Government Secretary
- In office 1949–1955

Personal details
- Born: 29 March 1899 Hobart, Tasmania
- Died: June 1969 (aged 70) Sydney, Australia

= Steven Lonergan =

Australian public servant and politician

Steven Ainsworth Lonergan (29 March 1899 – June 1969) was an Australian public servant, who spent most of his career in the Territory of Papua and New Guinea. He served in the Legislative Council from 1952 to 1959.

==Biography==
Lonergan was born in Hobart in Tasmania in March 1899, and was educated at State High School in Launceston. He joined the Australian armed forces during World War I and saw action the Battle of Gallipoli aged only 16 and later in France, where he was badly injured. He then served in the Australian army headquarters in London. After the war he studied at the Repatriation Trades School in Launceston from 1920 to 1922, before joining the civil service in the Territory of New Guinea in 1923. He married Norfolk Islander Irene Mitchell in February 1929.

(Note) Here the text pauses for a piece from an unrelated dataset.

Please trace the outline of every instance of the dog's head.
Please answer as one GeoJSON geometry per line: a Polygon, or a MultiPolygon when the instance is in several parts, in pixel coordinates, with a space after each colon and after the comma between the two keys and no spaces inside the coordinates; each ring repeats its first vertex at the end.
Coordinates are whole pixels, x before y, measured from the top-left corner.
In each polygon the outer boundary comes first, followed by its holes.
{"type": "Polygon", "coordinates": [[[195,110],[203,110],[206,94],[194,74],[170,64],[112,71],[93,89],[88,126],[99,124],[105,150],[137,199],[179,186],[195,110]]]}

In 1940 he was appointed Assistant Government Secretary. During World War II he was part of the Australian New Guinea Administrative Unit, achieving the rank of lieutenant-colonel and was mentioned in dispatches. He became Acting Government Secretary in 1949, and in 1951 took on the role permanently. As a result, he was appointed to the Legislative Council in 1952.

The Secretary Department was scrapped in 1955 and Lonergan became Director of Civil Affairs. He was also Acting Assistant Administrator for five months in 1956–57. He retired in 1959 and returned to Australia. He died in Sydney in 1969, survived by his wife.